Frankfurt, 1912. Author Penelope Delta in the living room with her daughters Sofia, Alexandra and Virginia, and Melpo Logotheti-Merlier, a teacher, and Antonis Benakis’s son, Manolis.

By Olga Sella - Kathimerini

A fairy-tale life in a book illustrated like a fairy tale. The life of author Penelope Delta unfolds in a new edition published by Olkos Editions with the aid of the Benaki Museum.

Combining photographic and artistic material along with letters and diary notes, Valentini Tselika’s “Afigisi Zois” (Narrative of a Life) coincides with the official opening of the Benaki Museum’s Historic Archives department, situated at Delta’s villa in the northern suburb of Kifissia. It is the same house in which Delta committed suicide when the German army entered Athens in 1941. A woman known for her great wisdom, Delta showed a brave attitude toward life combined with a strong sense of duty.

Following Delta’s own life, the book begins with the Benaki family living in Alexandria, Egypt. The family — Delta’s relatives on her father’s side — were illustrious members of the city’s thriving Greek community, founding schools, churches and hospitals while offering generous amounts of money for their maintenance. Through their charity work, the family had provided the Greek community with opportunities for an improved standard of living, together with education and intellectual development.

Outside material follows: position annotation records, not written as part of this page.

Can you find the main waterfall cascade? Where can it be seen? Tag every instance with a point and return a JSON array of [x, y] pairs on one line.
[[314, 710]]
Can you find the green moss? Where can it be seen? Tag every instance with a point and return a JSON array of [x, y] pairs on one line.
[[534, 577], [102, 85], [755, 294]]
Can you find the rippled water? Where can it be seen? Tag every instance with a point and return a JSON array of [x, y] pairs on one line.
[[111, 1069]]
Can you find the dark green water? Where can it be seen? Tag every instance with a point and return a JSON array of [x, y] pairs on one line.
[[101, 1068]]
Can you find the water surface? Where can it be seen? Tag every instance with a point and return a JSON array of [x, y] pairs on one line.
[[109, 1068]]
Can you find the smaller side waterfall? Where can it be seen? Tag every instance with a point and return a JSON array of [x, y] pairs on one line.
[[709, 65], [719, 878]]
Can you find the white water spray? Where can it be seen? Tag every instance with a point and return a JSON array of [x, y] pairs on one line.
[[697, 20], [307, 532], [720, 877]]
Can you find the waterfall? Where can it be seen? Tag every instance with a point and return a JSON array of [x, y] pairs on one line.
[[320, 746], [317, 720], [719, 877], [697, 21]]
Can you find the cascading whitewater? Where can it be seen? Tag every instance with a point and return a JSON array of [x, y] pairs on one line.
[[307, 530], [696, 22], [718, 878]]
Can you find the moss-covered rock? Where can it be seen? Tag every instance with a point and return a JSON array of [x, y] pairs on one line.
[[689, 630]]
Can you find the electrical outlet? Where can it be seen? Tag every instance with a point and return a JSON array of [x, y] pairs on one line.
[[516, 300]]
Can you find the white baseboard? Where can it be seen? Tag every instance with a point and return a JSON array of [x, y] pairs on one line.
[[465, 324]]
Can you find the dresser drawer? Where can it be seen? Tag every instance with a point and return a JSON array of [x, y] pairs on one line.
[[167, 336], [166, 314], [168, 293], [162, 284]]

Through rich and original photographic material, the book follows the life of the Greek community including the uprisings, the disasters, the city’s reconstruction, and the impressive villas. Readers take a look at Delta’s ancestors, her grandparents and parents — who forced her to marry Stefanos Deltas — and siblings, and the family environment in which she grew up in and which formed her character. Oppressed by her mother’s despotic behavior, Delta’s life was ripe with contradiction and doubt, traits which proved pivotal to her psychological balance later on in life. This is also the reason why she never stopped defending children in her writings.

Correspondence with noted intellectuals as well as her own works make up for the second part of the edition. Manuscripts, notes, letters, diaries and book covers shed light on Delta’s writing process. In 1930, she was honored by the Athens Academy.

Delta moved permanently to the Kifissia mansion in 1916, bought by Emmanouil Benakis in 1912. In 1977, the house was donated to the Benaki Museum by Delta’s daughter, Alexandra Papadopoulou, and has since then housed the museum’s rich archives.